# Yosemite Rv'ing



## joshfrantz (Nov 30, 2004)

In trying to set up a spring trip to Yosemite I am finding out that it seems the park is not very "trailer friendly". Has anyone taken their trailer in or around Yosemite and have any suggestions. Those places that I did find had lots of size and slides restrictions.


----------



## Herbicidal (Aug 29, 2003)

joshfrantz said:


> In trying to set up a spring trip to Yosemite I am finding out that it seems the park is not very "trailer friendly". Has anyone taken their trailer in or around Yosemite and have any suggestions. Those places that I did find had lots of size and slides restrictions.
> [snapback]20907[/snapback]​


We are planning a trip there during the early summer months. Still too early to reserve a spot for that time frame. Anyway, we camped there about 2 1/2 years ago with a tent trailer in the valley floor. No problems! Someone even pulled in with a TRIPLE axel 5th wheel! Biggest thing I had ever seen!

Check out this link: Yosemite camping There's alot of good information in there. I believe we camped in Lower Pines before. This is in the valley floor.

Hope this helps!


----------



## California Jim (Dec 11, 2003)

We camped there last June but stayed at the 1000 trails preserve 5 miles outside the park. Was kind of the best of two worlds - full hook-ups & only minutes from the park. Although the 1000 trails preserve is a member only campground they do have sites available across the street for anyone to use. You may also be able to walk in to the campgropund and use the facilities as well. They have a large lodge with amenities for kids, seperate adult area, satelite TV, nice lake to fish or rent paddle boats, etc...

Here is their link:
Yosemite Lakes

I also have a few pictures from this trip in the member gallery.

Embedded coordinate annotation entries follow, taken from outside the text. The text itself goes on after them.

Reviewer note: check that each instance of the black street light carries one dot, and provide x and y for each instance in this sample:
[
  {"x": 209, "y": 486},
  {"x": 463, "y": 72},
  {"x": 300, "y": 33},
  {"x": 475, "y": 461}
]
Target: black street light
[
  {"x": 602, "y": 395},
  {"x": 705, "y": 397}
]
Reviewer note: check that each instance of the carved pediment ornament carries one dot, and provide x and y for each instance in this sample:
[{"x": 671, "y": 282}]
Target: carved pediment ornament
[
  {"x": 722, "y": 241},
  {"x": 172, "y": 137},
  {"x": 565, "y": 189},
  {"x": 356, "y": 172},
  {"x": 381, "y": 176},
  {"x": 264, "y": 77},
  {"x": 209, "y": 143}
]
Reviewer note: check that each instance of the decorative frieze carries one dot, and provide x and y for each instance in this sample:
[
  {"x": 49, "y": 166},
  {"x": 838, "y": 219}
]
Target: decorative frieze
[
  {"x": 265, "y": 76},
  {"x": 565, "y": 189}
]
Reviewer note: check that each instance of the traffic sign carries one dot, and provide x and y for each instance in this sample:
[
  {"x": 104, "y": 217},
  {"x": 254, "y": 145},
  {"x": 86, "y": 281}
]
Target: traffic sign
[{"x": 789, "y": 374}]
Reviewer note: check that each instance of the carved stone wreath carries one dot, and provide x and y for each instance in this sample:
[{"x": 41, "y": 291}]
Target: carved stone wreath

From what we saw while in the park most or all of the sites are dry camping, and perhaps had water. Expect the campgrounds to be crowded and busy. But hey, you'll be out seeing the sites during the day so no biggie.

We absolutely loved Yosemite and will go back again soon.


----------



## kjp1969 (Apr 25, 2004)

joshfrantz said:


> In trying to set up a spring trip to Yosemite I am finding out that it seems the park is not very "trailer friendly". Has anyone taken their trailer in or around Yosemite and have any suggestions. Those places that I did find had lots of size and slides restrictions.
> [snapback]20907[/snapback]​


We're going in early June- we've camped there before, but never in our Outback. I don't forsee any problems trailering there though- the park is lousy with RV's and trailers. Most of the sites are plenty big for even the bigger Outbacks.

Kevin P.


----------



## joshfrantz (Nov 30, 2004)

*"I don't forsee any problems trailering there though- the park is lousy with RV's and trailers."*

Kevin - Is the park "lousy" or did you maybe mean busy? Kinda makes a difference....


----------



## kjp1969 (Apr 25, 2004)

joshfrantz said:


> *"I don't forsee any problems trailering there though- the park is lousy with RV's and trailers."*
> 
> Kevin - Is the park "lousy" or did you maybe mean busy? Kinda makes a difference....
> 
> ...


Ah, yes, that was a misplaced expression. The park is great, but you can't swing a dead cat without hitting an RV or trailer. Lord knows that I've tried!









Kevin P.


----------



## Herbicidal (Aug 29, 2003)

kjp1969 said:


> joshfrantz said:
> 
> 
> > *"I don't forsee any problems trailering there though- the park is lousy with RV's and trailers."*
> ...


If you can manage to go during the week it is much less crowded. The campgrounds may still be full, but the day-trippers primarily come to the park on the weekends.


----------



## joshfrantz (Nov 30, 2004)

Great advice! I will use it. Thank you so much.


----------